Looking back over the last decade, MEG has operated at a cumulative loss using International Financial Reporting Standard (“IFRS”) accounting, as set out in this chart, with an average after tax return on equity of -7.8% over the last decade. Income and equity entries are in millions of dollars.
In January of 2014, MEG shares traded at just over CDN$30 a share. They trade at about CDN$25 a share today.
MEG has about 268 million shares outstanding and at today’s trading price of CDN$25 has a market capitalization of CDN$6.7 billion. I think the most comparable utlility, if you buy my argument that MEG is more like a utility than an E&P, an appropriate Price to Earnings (PE) multiple is about 10 times. Capital Power pays a 5.4% dividend and has a PE ratio of 9.55 times. MEG’s average net income for the past three years is CDN$584 million. At a PE of 10, MEG’s shares are worth CDN$22 a share. A somewhat comparable oil producer is Imperial Oil (IMO) which trades at at PE multiple of 9.6 times.
So why does Bay Street think it is going much higher (average “target prices” are in the CDN$35 per share range)? Primarily because Bay Street analysts job is to promote trading so the intermediaries that employ them earn trading fees and commissions, and it is easier to persuade retail investors to buy than to sell shares.
In my opinion, oil investors are virtually always bullish on the price of oil and the potential for trading gains on a well capitalized E&P, and they may be right that MEG shares might appreciate in trading price if oil prices remain firm or rise. MEG now pays a tiny dividend, has a buyback program (which retail investors seem to like) and bets on MEG may pay off for some investors. MEG has been a favorite of energy traders for at least the past decade and it is plain and obvious that traders as a group have lost money while brokerage firms and brokers have made money promoting those trades.
I wouldn’t touch MEG at today’s trading price of CDN$25 a share. Despite MEG’s 30 odd year reserve life (which may rise with additional drilling) MEG is selling off 2-3% of its reserves every year and when the dust settles, what will be left over for shareholders is cumulative net income. The 17% decline in trading price over the past decade seems to parallel the decline in reserves resulting from a portion of reserves being developed and sold each year.
Oil seems in over supply for the time being, the world economy keeps teetering on the edge of recession, and there are better oil names for long term investors than MEG. Canadian Natural Resources (CNQ), Exxon subsidiary Imperial Oil, Suncor (SU), Cenovus (CVE), and Chevron have long reserve lives, clean balance sheets, and will be around a lot longer than 35 years. These are (in my opinion) better choices than MEG.

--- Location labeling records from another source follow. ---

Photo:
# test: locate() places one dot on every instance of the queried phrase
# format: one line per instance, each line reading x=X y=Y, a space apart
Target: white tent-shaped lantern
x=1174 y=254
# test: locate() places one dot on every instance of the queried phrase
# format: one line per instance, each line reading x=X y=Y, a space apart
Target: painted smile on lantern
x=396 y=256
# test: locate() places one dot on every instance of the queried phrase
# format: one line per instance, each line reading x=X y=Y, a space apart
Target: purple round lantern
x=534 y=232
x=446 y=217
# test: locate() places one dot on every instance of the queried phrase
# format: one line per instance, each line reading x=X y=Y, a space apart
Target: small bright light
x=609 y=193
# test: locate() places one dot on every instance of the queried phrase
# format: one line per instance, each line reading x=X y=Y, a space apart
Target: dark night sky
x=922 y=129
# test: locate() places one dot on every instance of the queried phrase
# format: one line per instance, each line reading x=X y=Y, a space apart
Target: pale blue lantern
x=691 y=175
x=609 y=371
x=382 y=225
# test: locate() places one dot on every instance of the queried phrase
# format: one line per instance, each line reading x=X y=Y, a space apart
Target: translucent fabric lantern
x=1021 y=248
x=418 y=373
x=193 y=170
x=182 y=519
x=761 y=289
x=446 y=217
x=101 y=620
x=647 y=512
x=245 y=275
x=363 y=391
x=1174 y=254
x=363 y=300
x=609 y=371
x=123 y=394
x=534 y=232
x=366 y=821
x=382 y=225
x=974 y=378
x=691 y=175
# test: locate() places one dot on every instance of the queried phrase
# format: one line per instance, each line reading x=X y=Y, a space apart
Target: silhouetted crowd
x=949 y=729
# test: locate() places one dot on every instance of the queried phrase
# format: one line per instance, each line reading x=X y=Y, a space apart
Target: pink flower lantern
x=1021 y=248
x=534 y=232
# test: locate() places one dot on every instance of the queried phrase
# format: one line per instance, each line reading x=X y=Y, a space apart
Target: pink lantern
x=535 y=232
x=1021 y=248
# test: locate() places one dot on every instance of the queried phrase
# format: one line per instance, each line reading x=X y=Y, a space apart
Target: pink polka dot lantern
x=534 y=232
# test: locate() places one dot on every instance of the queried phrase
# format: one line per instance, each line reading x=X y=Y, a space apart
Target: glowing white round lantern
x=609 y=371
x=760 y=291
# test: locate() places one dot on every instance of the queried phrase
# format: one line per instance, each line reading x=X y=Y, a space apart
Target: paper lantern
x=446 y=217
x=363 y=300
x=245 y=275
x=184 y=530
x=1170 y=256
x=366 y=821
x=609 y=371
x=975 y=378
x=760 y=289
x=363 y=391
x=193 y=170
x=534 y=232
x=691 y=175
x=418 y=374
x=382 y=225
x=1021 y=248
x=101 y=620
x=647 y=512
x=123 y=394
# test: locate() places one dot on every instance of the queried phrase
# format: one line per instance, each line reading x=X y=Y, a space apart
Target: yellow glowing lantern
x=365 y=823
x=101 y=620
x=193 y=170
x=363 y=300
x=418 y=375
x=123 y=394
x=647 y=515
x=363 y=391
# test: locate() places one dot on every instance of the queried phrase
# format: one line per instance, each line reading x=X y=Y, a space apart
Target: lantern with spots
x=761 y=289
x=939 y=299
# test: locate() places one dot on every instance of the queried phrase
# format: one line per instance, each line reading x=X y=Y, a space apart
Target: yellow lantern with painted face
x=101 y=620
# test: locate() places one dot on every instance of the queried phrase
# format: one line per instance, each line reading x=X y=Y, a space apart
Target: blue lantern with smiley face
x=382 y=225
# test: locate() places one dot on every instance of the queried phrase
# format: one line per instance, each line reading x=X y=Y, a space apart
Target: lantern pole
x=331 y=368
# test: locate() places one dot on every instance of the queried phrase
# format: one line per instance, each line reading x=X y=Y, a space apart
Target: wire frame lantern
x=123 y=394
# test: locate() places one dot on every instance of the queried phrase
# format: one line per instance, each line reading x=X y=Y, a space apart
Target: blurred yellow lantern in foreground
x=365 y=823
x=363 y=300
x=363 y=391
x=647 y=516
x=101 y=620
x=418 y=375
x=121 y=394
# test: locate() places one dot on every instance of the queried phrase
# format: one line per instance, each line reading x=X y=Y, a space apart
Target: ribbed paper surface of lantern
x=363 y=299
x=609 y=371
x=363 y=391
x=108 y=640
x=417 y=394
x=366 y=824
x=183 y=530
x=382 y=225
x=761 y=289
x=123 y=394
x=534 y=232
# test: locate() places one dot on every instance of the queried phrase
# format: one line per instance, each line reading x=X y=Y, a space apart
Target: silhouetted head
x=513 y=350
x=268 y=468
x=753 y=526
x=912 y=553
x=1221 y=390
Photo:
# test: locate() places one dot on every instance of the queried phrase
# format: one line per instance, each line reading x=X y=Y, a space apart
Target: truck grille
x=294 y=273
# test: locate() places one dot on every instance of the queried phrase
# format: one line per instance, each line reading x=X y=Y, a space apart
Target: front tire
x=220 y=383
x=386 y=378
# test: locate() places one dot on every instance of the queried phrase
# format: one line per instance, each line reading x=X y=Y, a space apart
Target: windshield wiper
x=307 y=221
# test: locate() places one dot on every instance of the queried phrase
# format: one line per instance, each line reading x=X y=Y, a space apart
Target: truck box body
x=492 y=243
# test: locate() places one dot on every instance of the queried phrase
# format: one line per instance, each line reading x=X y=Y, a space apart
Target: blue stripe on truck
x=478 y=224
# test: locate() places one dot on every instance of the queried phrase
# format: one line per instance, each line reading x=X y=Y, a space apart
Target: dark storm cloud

That's why I own cardnial and not meg. There
giving back to shareholder
this is a horrendous article that makes zero sense. If MEG is like a utility, so is every other E&P stock in Canada. The main difference is MEG is NOT like a utlity because its debt levels are much much much lower than a typical utlity (which are usually leveraged several turns higher than E&Ps) and are much more rate sensitive than E&Ps. Utilities trade like bond proxies. MEG does not
This is an absolutely ridiculous and pointless argument.